Immunofluorescence staining and confocal microscopy
Fibroblasts were plated onto glass coverslips and allowed to adhere overnight at 37°C, 5% CO2. The next day, cells were rinsed with PBS and fixed with 4% formaldehyde for 15 min, and permeabilised with 0.2% Triton X-100 for 10 min. For staining, cells were first blocked for 1 h with 10% horse serum in PBS and then incubated with the primary antibody (rabbit anti-Tensin3 in 1.5% serum) for 2 h at room temperature. Cells were washed three times with PBS and then incubated with donkey anti-rabbit secondary antibodies conjugated to Alexa Fluor® 647, at 1:1000 dilution in 3% serum for 1 h at room temperature. The coverslips were washed three times with PBS and mounted onto glass slides using an aqueous, non-fluorescent mountant (Polysciences, Eppelheim, Germany).
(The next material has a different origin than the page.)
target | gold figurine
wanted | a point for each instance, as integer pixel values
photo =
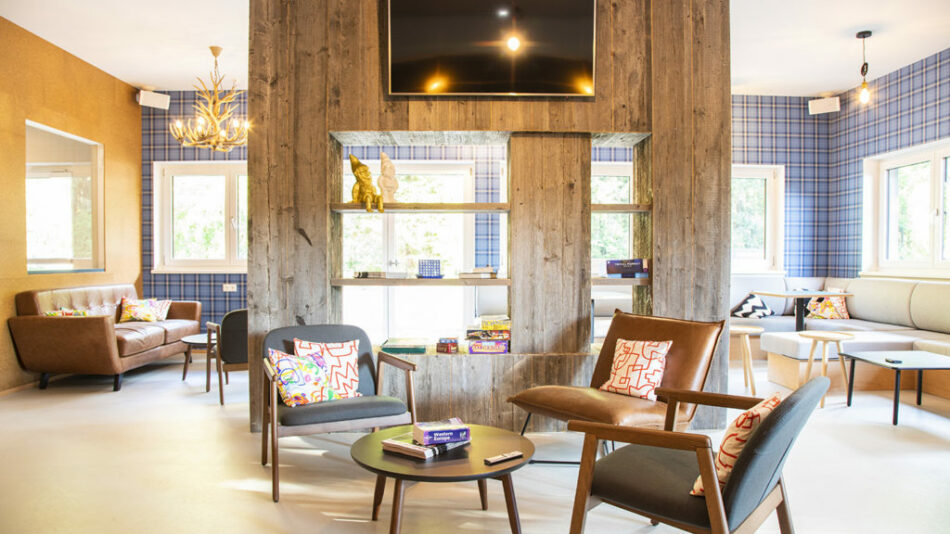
(363, 190)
The samples were analysed under a confocal laser-scanning microscope (LSM710; Zeiss, Oberkochen, Germany), using a Plan Apochromatic 63× DIC oil objective (NA1.4). Images were processed with the software Zen2008 Light Edition (Zeiss). Specificity of the staining was verified by lack of fluorescence in cells incubated with secondary antibodies alone.
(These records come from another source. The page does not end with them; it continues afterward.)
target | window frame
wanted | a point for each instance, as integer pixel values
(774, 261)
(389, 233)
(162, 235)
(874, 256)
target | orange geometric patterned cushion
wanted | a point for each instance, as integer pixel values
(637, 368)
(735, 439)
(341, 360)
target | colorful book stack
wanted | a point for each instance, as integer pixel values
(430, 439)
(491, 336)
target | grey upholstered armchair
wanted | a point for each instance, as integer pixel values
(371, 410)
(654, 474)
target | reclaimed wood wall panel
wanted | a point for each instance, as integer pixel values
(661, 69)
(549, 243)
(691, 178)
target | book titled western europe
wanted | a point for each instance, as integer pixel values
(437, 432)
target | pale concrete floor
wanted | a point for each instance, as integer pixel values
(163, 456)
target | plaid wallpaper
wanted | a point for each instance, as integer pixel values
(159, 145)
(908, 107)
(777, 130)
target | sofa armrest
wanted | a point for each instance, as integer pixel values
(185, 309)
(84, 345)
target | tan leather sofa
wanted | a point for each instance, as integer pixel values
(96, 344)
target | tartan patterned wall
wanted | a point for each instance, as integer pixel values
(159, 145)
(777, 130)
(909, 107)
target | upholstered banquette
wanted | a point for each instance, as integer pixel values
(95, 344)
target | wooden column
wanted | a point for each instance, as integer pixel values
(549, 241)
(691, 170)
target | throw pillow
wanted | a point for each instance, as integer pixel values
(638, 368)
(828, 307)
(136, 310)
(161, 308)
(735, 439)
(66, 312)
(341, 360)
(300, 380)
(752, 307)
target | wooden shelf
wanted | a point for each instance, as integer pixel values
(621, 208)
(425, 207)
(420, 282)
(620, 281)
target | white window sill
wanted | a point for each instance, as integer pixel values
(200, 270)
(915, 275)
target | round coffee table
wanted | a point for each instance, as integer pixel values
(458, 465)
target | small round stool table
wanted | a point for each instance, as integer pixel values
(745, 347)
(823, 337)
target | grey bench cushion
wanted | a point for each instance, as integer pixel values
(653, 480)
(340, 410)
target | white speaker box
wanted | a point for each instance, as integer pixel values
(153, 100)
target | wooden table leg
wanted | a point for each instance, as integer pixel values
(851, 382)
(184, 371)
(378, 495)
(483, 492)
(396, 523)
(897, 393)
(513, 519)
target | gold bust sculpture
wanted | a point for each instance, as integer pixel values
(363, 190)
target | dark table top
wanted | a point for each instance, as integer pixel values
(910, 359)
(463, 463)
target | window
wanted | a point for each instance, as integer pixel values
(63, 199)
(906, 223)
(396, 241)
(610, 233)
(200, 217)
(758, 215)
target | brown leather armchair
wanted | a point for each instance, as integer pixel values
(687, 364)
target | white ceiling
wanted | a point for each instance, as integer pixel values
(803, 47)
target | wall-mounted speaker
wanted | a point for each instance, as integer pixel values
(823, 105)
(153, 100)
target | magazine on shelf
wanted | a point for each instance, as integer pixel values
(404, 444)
Furthermore, live cells in culture were also viewed under phase contrast microscopy, and images were captured using a CCD digital microscope camera (DP50, Olympus).
Scratch-wound assay and live cell imaging microscopy
Fibroblasts were seeded in equal numbers (1.5 × 104) into wells of a 24-well tissue culture plate and left to adhere overnight at 37°C and 5% CO2 prior the experiment. Cells were at 90% confluence the next day, at which point they were pre-incubated for 1 h with the live cell fluorescent dye Cell Tracker ™ Blue (Life Technologies, Paisley, UK). In each well, three straight, parallel scratches were made across the diameter of the well using a 0.58 mm orifice size pipette tip. From that point on, filling of the wound by migrating cells was monitored under a live cell (time-lapse) imaging system comprising a Zeiss Axiovert 200 M microscope (Carl Zeiss, Welwyn Garden City, UK) fitted with an incubator (37°C, 5% CO2, humid atmosphere). A 5x (air) objective was used; fluorescent images were acquired using Volocity software (v5.4; Perkin Elmer, Bucks, UK) such that 3 points across separate wound sections in each well were imaged every 1 h for 72 h to measure wound closure. The images were collated and movie sequences generated. Image analysis of cell movement was carried out using the free image processing program ImageJ (http://rsb.info.nih.gov/ij/). Experiments were performed in triplicate.
Statistical analyses
The levels of Tensin3 mRNA, the rates of cell migration and proliferation at specific time points, and cell width in control vs proband fibroblasts were compared by unpaired t test. A P < 0.05 was considered statistically significant.